OK, I finally figured out why some people have insisted that only UTF-16 encoding works for scripts when using characters outside the ASCII range, when UTF-8 has worked fine for me. Namely:

function Start () {
	var testString = "©®";
	Debug.Log ("Test1: " + testString);
}

vs.

using UnityEngine;

public class Test : MonoBehaviour {
	void Start () {
		var testString = "©®";
		Debug.Log ("Test2: " + testString);
	}
}

The Unityscript code prints “©®” regardless of UTF-8 or UTF-16 encoding. The C# code only prints “©®” when using UTF-16, otherwise it prints “???” if using UTF-8. So…yeah. Not sure why, but I’ll keep that in mind from now on.

–Eric

Thank u very much for giving such a usefull thing in unity3d.

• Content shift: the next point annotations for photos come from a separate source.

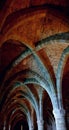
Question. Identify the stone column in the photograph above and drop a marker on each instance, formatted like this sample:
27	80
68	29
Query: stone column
9	127
59	116
4	128
40	124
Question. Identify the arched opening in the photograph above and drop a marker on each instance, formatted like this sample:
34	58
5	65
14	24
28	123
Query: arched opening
65	91
21	125
49	122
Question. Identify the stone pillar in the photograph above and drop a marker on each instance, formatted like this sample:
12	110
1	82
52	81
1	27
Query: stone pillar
40	124
9	127
59	116
31	127
4	128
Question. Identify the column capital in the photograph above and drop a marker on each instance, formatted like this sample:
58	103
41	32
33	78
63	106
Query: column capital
57	112
41	122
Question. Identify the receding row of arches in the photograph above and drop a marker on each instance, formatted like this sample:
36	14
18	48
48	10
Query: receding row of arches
30	95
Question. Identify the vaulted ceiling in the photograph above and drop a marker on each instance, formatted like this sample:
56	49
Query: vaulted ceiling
33	35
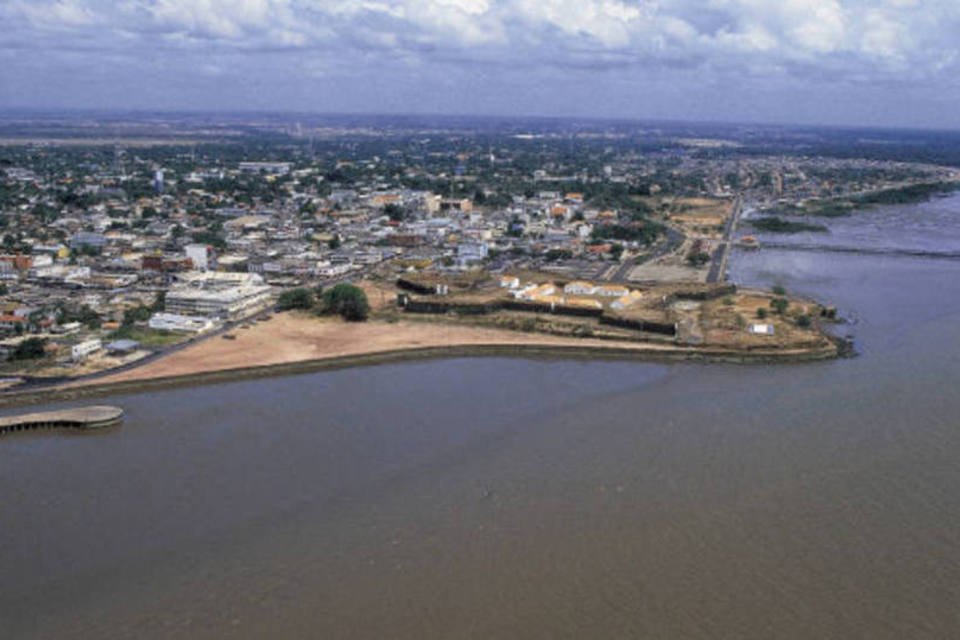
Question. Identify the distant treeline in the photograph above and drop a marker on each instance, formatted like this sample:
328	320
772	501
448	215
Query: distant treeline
774	224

This isn’t a Unity3D thing. It’s a C# thing.

C# uses a UTF-16 encoding by default. (.NET uses UTF-16 internally too.)

Javascript.Net seems to default to UTF-8 in places—presumably due to its history as a scripting language for web browsers—which is more backwards-compatible with the older ASCII / ANSI character sets.

Both .NET and Mono support ASCIIEncoding, UTF8Encoding, and other classes for converting between different encoding standards, so they’ll work in both Javascript.Net and C#. (And Boo. Mustn’t forget Boo.)